As a mom or a dad, your support does make a difference in your child’s growth. Remember to speak to your healthcare professional for dietary advice. You can also do your own reading to increase your knowledge and plan your child’s nutrition better. With the right nutrition, you can support your child’s growth.
IMPORTANT NOTICE: Not to be given to infants below 6 months of age unless advised by health professional. For optimal infant health, breastfeeding should continue up to 2 years of age along with complementary food. Nutritious complementary food such as rice, fish, meat, chicken, lentils, vegetables, and fruits can be introduced to infants at 6 months of age. NESTLÉ® CERELAC®Infant cereal can be part of the infant’s varied diet.
1. EFSA, 2013. Scientific Opinion on the substantiation of a health claim related to iron and contribution to normal cognitive development pursuant to Article 14 of Regulation (EC) No 1924/20061. Official Journal of the European Union, 11(7), p. 3335.
2. WHO/FAO Vitamin and Mineral Requirements in Human Nutrition; Report of a Joint FAO/WHO Expert Consultation. Second edition. WHO/FAO. 2004.
3. Fats and fatty acids in human nutrition; Report of an expert consultation. Food And Agriculture Organization Of the United Nations, Rome, 2008.

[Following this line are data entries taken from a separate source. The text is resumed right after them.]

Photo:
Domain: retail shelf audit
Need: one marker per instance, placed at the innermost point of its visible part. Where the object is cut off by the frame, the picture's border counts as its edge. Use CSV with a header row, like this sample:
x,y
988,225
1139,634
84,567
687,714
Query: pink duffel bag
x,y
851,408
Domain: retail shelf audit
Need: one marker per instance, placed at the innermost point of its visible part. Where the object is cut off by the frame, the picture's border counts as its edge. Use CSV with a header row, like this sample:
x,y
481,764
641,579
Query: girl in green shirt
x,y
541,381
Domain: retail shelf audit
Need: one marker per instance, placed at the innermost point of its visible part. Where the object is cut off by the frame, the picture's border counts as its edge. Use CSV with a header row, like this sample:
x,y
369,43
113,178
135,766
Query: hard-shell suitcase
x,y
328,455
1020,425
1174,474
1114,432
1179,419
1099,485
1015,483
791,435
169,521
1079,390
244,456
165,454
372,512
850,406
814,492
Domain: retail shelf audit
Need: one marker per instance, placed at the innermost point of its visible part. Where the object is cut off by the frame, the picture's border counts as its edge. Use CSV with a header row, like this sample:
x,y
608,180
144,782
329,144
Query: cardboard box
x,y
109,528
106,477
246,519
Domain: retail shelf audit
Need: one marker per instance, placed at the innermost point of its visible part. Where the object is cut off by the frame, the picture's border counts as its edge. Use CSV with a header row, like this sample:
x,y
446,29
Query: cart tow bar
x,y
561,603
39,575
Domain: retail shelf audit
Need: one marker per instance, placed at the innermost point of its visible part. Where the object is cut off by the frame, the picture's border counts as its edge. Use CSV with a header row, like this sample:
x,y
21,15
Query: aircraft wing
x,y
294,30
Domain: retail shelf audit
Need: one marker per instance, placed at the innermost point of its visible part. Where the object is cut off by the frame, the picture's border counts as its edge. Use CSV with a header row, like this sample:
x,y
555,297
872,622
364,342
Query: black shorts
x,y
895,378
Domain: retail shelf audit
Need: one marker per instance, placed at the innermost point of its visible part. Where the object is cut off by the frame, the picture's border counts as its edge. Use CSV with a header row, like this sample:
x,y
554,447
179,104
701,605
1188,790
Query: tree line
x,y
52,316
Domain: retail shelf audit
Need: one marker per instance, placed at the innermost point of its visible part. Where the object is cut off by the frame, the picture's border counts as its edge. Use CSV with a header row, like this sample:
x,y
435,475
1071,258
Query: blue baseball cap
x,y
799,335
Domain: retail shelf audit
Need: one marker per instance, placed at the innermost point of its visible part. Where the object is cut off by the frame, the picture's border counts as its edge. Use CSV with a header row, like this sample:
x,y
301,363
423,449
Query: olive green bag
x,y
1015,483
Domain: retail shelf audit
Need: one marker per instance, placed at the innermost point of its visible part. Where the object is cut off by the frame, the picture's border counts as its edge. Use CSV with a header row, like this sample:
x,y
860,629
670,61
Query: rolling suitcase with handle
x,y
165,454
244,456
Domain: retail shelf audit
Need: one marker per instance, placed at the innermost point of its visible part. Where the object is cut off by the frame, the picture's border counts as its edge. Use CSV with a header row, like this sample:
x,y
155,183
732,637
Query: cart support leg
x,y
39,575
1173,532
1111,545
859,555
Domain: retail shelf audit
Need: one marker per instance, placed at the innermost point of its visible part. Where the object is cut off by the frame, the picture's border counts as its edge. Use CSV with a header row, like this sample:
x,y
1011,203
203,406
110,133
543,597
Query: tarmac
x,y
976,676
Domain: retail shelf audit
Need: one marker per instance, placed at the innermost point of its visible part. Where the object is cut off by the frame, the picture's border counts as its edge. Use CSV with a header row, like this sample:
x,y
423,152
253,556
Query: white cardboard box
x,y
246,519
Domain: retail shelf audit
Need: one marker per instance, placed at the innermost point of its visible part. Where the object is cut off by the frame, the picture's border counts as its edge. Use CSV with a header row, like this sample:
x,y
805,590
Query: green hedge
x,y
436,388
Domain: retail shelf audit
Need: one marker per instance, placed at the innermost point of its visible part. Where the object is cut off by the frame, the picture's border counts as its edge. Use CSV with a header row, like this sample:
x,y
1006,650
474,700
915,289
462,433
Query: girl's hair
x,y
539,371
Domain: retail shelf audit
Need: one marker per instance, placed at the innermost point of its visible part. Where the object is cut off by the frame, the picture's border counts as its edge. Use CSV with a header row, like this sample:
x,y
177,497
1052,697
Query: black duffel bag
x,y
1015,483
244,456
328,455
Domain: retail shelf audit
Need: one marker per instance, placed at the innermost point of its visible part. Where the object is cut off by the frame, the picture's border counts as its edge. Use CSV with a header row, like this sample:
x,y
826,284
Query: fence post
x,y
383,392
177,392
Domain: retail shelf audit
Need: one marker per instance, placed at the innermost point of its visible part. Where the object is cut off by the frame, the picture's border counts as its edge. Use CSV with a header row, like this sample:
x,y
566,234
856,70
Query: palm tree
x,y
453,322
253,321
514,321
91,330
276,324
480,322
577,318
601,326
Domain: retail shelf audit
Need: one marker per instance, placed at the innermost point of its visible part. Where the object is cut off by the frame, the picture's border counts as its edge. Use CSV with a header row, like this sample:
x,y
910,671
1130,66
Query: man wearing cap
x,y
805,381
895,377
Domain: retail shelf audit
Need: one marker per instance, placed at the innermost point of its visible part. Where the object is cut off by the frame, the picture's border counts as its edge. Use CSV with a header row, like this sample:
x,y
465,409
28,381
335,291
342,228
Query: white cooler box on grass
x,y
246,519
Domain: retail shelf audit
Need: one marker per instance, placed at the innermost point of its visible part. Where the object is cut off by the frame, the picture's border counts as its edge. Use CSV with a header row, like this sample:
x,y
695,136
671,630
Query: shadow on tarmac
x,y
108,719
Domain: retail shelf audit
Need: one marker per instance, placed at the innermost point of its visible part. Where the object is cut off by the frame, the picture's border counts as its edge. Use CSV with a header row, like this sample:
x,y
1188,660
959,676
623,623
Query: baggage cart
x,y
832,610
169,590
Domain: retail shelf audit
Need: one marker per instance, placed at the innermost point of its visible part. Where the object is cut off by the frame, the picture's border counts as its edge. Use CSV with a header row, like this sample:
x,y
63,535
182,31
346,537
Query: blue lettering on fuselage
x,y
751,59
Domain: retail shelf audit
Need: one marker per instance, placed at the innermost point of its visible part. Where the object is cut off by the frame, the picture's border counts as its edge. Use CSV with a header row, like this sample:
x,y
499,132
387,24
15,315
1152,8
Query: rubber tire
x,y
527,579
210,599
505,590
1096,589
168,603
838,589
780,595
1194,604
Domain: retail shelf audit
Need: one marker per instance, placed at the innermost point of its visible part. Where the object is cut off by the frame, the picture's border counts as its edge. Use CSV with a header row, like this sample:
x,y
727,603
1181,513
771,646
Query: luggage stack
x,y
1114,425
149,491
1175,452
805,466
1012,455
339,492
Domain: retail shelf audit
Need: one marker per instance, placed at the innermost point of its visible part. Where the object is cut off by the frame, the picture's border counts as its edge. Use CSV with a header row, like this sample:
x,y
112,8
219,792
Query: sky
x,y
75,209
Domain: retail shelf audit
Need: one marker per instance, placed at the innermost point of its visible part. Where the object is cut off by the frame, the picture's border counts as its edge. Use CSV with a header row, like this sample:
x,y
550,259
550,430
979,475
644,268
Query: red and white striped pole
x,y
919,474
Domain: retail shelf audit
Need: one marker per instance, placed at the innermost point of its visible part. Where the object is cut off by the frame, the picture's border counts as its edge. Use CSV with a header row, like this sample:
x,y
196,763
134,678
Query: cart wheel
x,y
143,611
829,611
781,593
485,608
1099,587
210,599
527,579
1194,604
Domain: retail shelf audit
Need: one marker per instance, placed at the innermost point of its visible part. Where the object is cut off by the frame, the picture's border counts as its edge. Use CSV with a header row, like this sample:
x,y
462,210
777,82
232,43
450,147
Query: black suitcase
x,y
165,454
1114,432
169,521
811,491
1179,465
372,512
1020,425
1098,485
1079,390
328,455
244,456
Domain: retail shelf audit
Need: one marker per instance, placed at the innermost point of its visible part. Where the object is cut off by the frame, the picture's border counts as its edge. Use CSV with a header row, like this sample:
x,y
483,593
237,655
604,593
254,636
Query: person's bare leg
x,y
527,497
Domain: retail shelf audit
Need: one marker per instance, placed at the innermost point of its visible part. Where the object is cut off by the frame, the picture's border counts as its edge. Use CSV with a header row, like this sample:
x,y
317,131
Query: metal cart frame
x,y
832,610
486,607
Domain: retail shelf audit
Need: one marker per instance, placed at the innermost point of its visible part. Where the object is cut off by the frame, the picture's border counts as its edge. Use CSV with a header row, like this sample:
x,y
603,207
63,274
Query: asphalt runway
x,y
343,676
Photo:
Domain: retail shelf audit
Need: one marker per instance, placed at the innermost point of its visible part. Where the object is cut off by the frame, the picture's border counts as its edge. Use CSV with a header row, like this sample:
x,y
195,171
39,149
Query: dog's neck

4. Black, R. E. et al, Maternal and child undernutrition and overweight in low-income and middle income countries. The Lancet, 2013, 382(9890), pp. 427-451.
5. Stevens, G. A. et al., Global, regional and national trends in haemoglobin concentration and prevalence of total pregnant women for 1995-2011: a systematic analysis of population-representative data. Lancet Glob Health, 2013, Volume 1, pp. e16-25.
6. WHO Global database on anemia. Worldwide prevalence of anemia 1993-2005. Edited by deBenoist, McLean E, Egli I, Cogswell M. WHO 2008.
7. WHO/FAO Vitamin and Mineral Requirements in Human Nutrition Report of a Joing FO/WHO Expert Consultation. Second Edition. WHO/FAO, 2004
8. Guidelines on Formulated Supplementary Foods for Older Infants and Young Children (CAC/GL08-1991)(update in process in 2013), in the absence of references values in the related standard for processed cereal-based foods for infants and children (STAN 74-1981).
9. NCCFN (2005). Recommended Nutrient Intakes from Malaysia. A Report of the Technical Working Group on Nutritional Guidelines. National Coordinating Committee on Food and Nutrition, Ministry of Health Malaysia, Putrajaya.